Шрифт:
Интервал:
Закладка:
– Ему стыдно, коллега Гариков, – повернувшись к напарнику, сообщил голубоглазый, словно напарник был глух. – Он не знает, куда глаза девать. Ты, урод, ты долго еще целку-находчицу из себя строить будешь? Нашел он портфель, мать его... Что ты нашел – портмоне с баксами на дороге на этой раздолбанной Резниковской?! А шагов через десять вексель валялся, за который эскадрилью МиГов купить можно, да? А контрольного пакета акций фирмы-однодневки «Сони» рядом не валялось? Да ты, парень, на убийство по найму идешь, никак не меньше.
– В смысле? – честно не понял Варанов.
– В том смысле, что тебе заказали барыгу за пять тысяч долларов. Барыгу ты порешил, и у нас есть все подтверждения того, что гонорар ты получил. Свидетелей будет человек пятнадцать, и все с Арбата. Расскажут, как ты «Вдовой Клико» всех опаивал, как от стодолларовой купюры прикуривал, как предлагал проституток купить на ночь! На Сахарную!.. Не помнишь? Но люди-то помнят, Иннокентий... А что касаемо убийства по найму...

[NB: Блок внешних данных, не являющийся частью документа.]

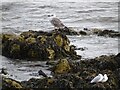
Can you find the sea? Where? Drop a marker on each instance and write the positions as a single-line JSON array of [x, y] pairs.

Голубоглазый перекинулся взглядом с напарником, который все больше молчал и курил, поглядывая в окно, и объяснил:
– Исполнитель в руках правосудия, но никак не хочет сдавать заказчика этого чудовищного преступления. И, по всей видимости, не сдаст. Нетрудно предсказать действия судьи, который будет выносить по факту этого бесчеловечного злодеяния приговор. Лет пятнадцать гарантировано и печатью заверено, Варанов! Ты понял? «Строгач» в Удмуртии, где первые два года из человека выходит здоровье, за следующие два в освободившееся тело входит туберкулез, и за последующие месяцев пять-десять это тело будет съедено до костей. На смертную казнь у нас мораторий, зато есть другой способ забить зэку дверь в общество. Кто был заказчиком, Варанов? Только честно!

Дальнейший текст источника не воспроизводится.